Anak usaha Facebook, WhatsApp Business meluncurkan fitur baru yakni keranjang belanja atau cart. Peluncuran ini memanfaatkan momen akhir tahun, ketika transaksi berbelanja biasanya meningkat.
Pelanggan toko di WhatsApp Business bisa menelusuri katalog. Lalu memilih beberapa produk dan memasukkannya ke keranjang digital.
Konsumen juga dapat mengelompokkan item pesanan. “Ini akan memudahkan admin toko melacak pesanan, mengelola permintaan, dan memproses order dengan lebih efisien," kata WhatsApp dikutip dari siaran pers, Rabu (9/12).
Ketika pelanggan menambahkan pesanan ke keranjang, maka admin toko akan menerima pesan. Penjual dapat membalas untuk mengonfirmasi order tersebut.
"Fitur itu sama seperti situs e-commerce atau aplikasi seluler lainnya," demikian dikutip dari Gadgets 360, Selasa (8/12).
WhatsApp meluncurkan fitur tersebut sebulan setelah menghadirkan tombol belanja di aplikasi bisnis. Ini menggantikan tombol panggilan suara pada tampilan layar obrolan.
Sebelumnya, WhatsApp Business juga memperbarui fitur kode Quick Response atau QR code. Sepanjang tahun, perusahaan telah meningkatkan sejumlah layanan yang menunjang proses belanja.
Induk usahanya, Facebook Inc juga mengembangkan berbagai layanan belanja di Facebook, Instagram, dan Messenger sejak Mei lalu. Pelanggan dapat melihat produk langsung di dalam obrolan dan dapat berbagi produk dengan teman atau keluarga.
Pengembangan dilakukan karena Facebook mencatat ada sekitar 85% penduduk dunia beralih ke belanja online akibat pandemi Covid-19. "Itulah mengapa kami menciptakan cara baru bagi orang-orang untuk berbelanja di aplikasi,” kata perusahaan.
Di pasar Asia Tenggara misalnya, Facebook dan Bain and Company memperkirakan hampir 70% konsumen beralih ke digital, sehingga totalnya menjadi 310 juta tahun ini. Jumlah ini awalnya diprediksi baru akan tercapai pada 2025.
Riset Google, Temasek dan Bain dan Company yang bertajuk e-Conomy SEA 2020 pun memperkirakan, nilai transaksi atau gross merchandise value (GMV) e-commerce di Indonesia mencapai US$ 32 miliar pada tahun ini dan US$ 83 miliar pada 2025.
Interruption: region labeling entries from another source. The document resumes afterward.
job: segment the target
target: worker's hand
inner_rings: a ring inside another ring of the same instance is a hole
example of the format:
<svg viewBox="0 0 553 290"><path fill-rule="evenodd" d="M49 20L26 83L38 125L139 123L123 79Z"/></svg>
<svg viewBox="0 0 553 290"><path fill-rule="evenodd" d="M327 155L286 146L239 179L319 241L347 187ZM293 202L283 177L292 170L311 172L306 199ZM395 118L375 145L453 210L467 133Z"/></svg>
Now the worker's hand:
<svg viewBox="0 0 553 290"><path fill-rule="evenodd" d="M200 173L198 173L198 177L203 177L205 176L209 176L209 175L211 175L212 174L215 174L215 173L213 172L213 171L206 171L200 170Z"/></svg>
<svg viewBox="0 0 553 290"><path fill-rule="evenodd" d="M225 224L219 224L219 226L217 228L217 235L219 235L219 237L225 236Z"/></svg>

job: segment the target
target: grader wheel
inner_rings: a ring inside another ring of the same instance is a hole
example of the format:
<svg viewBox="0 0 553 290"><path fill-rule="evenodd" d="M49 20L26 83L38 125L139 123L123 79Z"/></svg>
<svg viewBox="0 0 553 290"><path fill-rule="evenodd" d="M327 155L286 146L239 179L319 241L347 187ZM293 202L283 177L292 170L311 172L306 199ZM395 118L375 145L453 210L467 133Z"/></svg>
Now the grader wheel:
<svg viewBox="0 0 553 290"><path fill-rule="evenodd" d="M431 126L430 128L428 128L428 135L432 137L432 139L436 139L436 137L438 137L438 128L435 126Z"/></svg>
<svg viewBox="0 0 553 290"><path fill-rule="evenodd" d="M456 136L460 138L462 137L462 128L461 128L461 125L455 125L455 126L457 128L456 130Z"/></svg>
Sedangkan konsep belanja di WhatsApp termasuk kategori social commerce. Dalam laporan McKinsey berjudul ‘The Digital Archipelago: How Online Commerce is Driving Indonesia’s Economic Development’ pada 2018, penjualan di social commerce diprediksi US$ 25 miliar.
Sedangkan e-commerce diramal tumbuh delapan kali lipat menjadi US$ 40 miliar pada 2022. Proyeksi ini belum menghitung dampak pandemi virus corona.
Peneliti Institute for Development of Economics and Finance (INDEF) Nailul Huda pun memperkirakan, perkembangan belanja online mengarah kepada social commerce. Apalagi, beberapa platform seperti Facebook, Instagram, dan WhatsApp mengkaji penggunaan dompet digital.
Ditambah pemerintah belum mengatur social commerce. “Jadi lebih mudah untuk bertransaksi melalui media sosial. Apalagi tidak memungut biaya layanan seperti e-commerce,” kata Nailul kepada Katadata.co.id, pekan lalu (13/10).
Namun, kelemahan bertransaksi di media sosial yakni keamanannya tidak terjamin. Ini karena pembayarannya tidak ditampung dalam rekening bersama, seperti di e-commerce.
“Lebih banyak potensi fraud. Tetapi, ke depan saya yakin platform social commerce akan memperbaiki hal ini,” ujar dia.